US labor costs growth also appears to point to higher inflation ahead, although this measure should drop back sharply once restrictions are lifted.
In Germany, investors have become less positive about the outlook, although their expectations for the next 12 months are still elevated.
In China, consumer price inflation dropped into negative territory in November. But the rise in producer price inflation removes deflationary risks for those countries that tend to import a lot of stuff from China.
It’s not just small-cap equities in the US that have been doing well. Emerging market currencies mostly continue to trend up, with the SA rand rising by a further 1.2% yesterday. The Turkish lira appears to have plateaued again.

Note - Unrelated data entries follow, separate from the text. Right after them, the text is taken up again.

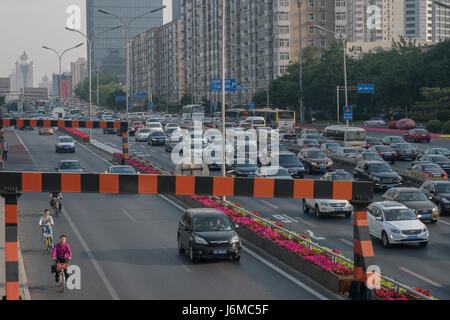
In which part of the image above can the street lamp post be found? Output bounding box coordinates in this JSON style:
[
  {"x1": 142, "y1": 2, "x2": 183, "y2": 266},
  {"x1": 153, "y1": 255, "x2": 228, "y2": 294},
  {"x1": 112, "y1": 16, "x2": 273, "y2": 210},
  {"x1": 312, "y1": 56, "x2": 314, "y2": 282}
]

In another sign of positive market sentiment, electrical vehicle stocks have all turned up again to some degree in the past few days.
Investors appear in no mood to bet against the ECB, which meets on Thursday. They bid the 10-year Portuguese yield down to -0.01% yesterday, a striking development given yields were 2%-points above those in Spain just three years ago.
Portugal’s government debt is 120% of GDP. That’s no longer that high in an international perspective, but remember that as a member of the euro-zone Portugal can’t print its own debt, so the chance of an actual default is higher than elsewhere. At least, it would be if the ECB weren’t prepared to buy the debt itself.